In contrast to RBV, administration of TBV, results in high hepatic RBV levels and limits RBV metabolite accumulation in RBCs. Indeed, pharmacokinetic studies in nonhuman primates revealed that TBV-derived RBV is concentrated in the liver in an amount that is 38% higher than that seen after administration of RBV.16
Furthermore, phosphorylated TBV metabolites were not detected in monkey RBCs after single and multiple TBV doses, suggesting that TBV cannot enter RBCs until it is converted to RBV.19
These preclinical results are supported by data from two phase 3 studies, - (Viramidines's Safety and Efficacy vs. Ribavirin) VISER 1 and VISER 2, which demonstrated that TBV was significantly less likely than RBV to cause anaemia (5%–6% vs. 22%–24%).21, 45
Although both studies showed that TBV was associated with lower rates of anaemia, at a fixed- dose of 600 mg twice daily, (as was administered in our study,) SVR rates were lower (38%–40%) with TBV/PIFN than with PIFN/RBV (52%–55%).21, 45
However, there was a trend towards greater efficacy among patients with higher exposure to TBV on the basis of body weight, and the sharpest decline in viral load occurred at Weeks 4 through 6,21
presumably when TBV activity reached steady state. In fact, patients from North America and Europe met non-inferiority for both the total as well as for the subset of patients weighing <75 kg with SVR rates of 51 vs. 56% and 62 vs. 60% respectively.21
Indeed, results of a randomised active-controlled, parallel-group study of 278 treatment-naïve G1 patients confirmed that patients treated with weight-based taribavirin and PIFN have equal efficacy yet less anaemia compared with those treated with weight-based ribavirin and PIFN.46
Specifically while there were no statistical differences in SVR rates, the incidence of anaemia was significantly lower (P
< 0.05) in patients receiving both 20 and 25 mg/kg/day TBV treatment groups (13.4% and 15.7%, respectively) compared with RBV (32.9%). It was concluded from this trial that the 25 mg/kg/day dose of TBV resulted in the optimal combination of treatment efficacy and safety. Since our study was completed prior to the publication of these results, a larger trial pre-dosing TBV at 25mg/kg/day is warranted. In addition to the small sample size and lack of weight-based TBV, as TBV is converted to RBV by adenosine deaminase (ADA), polymorphisms of ADA could develop, further contributing to the lack of statistically significant results found in our study.

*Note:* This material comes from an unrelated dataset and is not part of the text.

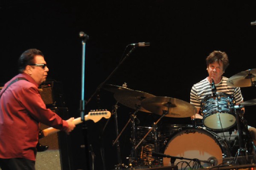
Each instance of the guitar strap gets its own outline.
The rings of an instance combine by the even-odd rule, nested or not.
[[[27,79],[26,79],[25,78],[17,78],[16,79],[15,79],[15,80],[14,80],[9,84],[8,84],[8,85],[7,86],[6,88],[5,89],[3,90],[3,92],[2,93],[1,93],[1,95],[0,95],[0,98],[1,98],[1,97],[2,97],[2,95],[3,95],[3,93],[4,92],[5,92],[5,91],[8,88],[8,87],[9,87],[10,86],[11,86],[13,83],[16,82],[20,80],[26,80],[28,81],[28,80],[27,80]]]
[[[4,90],[4,91],[2,93],[1,93],[1,95],[0,95],[0,98],[1,98],[1,97],[2,96],[3,93],[4,92],[5,92],[5,91],[8,88],[8,87],[9,87],[10,86],[11,86],[12,84],[16,82],[17,82],[20,80],[25,80],[28,81],[29,81],[26,78],[16,78],[14,80],[12,81],[9,84],[8,84],[8,85],[7,86],[6,88]],[[42,130],[39,130],[39,134],[38,135],[38,138],[41,138],[44,137],[44,133],[42,133]],[[38,141],[38,142],[36,145],[36,148],[37,148],[37,150],[38,152],[43,152],[43,151],[44,151],[45,150],[47,150],[48,149],[48,146],[43,146],[43,145],[41,145],[40,144],[40,143],[39,143],[39,141]]]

While our study was not designed to address the incidence of anaemia in TBV compared with RBV, the rate of anaemia in both the pre-dosed TBV arm and the standard start TBV arm had extremely low anaemia rates −4.3% and 5% respectively. Furthermore, no patient underwent TBV dose reductions or terminations, or required a blood transfusion. The use of EPO was prohibited in the current clinical trial. The EPO has been observed to improve quality of life and adherence to PIFN/RBV treatment while lessening the need for RBV dose reductions in patients developing anaemia on combination therapy.8
Still, other studies have yielded conflicting results as to the impact of EPO on SVR.47, 48
It should be underscored that EPO is not approved by the FDA for use in combination with PIFN/RBV. Furthermore, EPO has been associated with its own unique adverse events, and the addition of EPO to treatment regimens increases both the complexity and cost of treating patients with HCV.

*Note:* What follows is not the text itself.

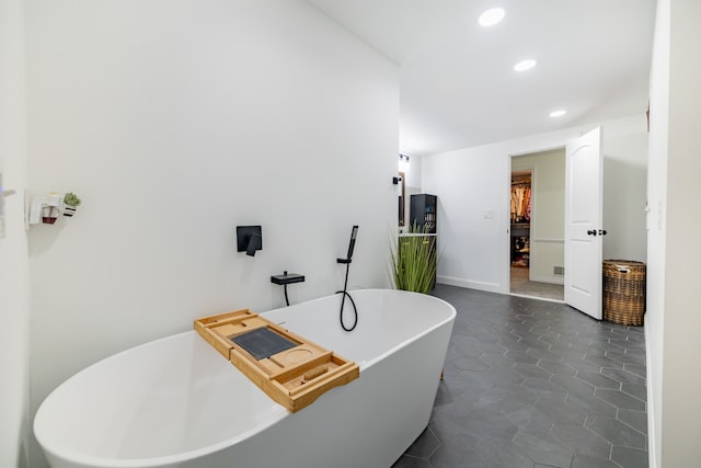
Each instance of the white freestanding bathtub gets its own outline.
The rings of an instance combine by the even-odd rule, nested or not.
[[[428,424],[456,310],[414,293],[350,294],[352,332],[340,295],[262,313],[360,366],[297,413],[189,331],[66,380],[37,411],[36,438],[54,468],[389,468]]]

For patients with G1 HCV receiving triple combination therapy with a protease inhibitor plus PIFN/RBV, the protease inhibitor cannot be dose reduced or used without RBV. Thus, if RBV requires permanent discontinuation, BOC or TVR would also need to be permanently discontinued due to the risk of developing viral rebound and/or drug resistance. Given the added concerns of anaemia developing during triple combination therapy, studies are needed to determine the safety and efficacy of TBV instead of RBV as a component of triple therapy.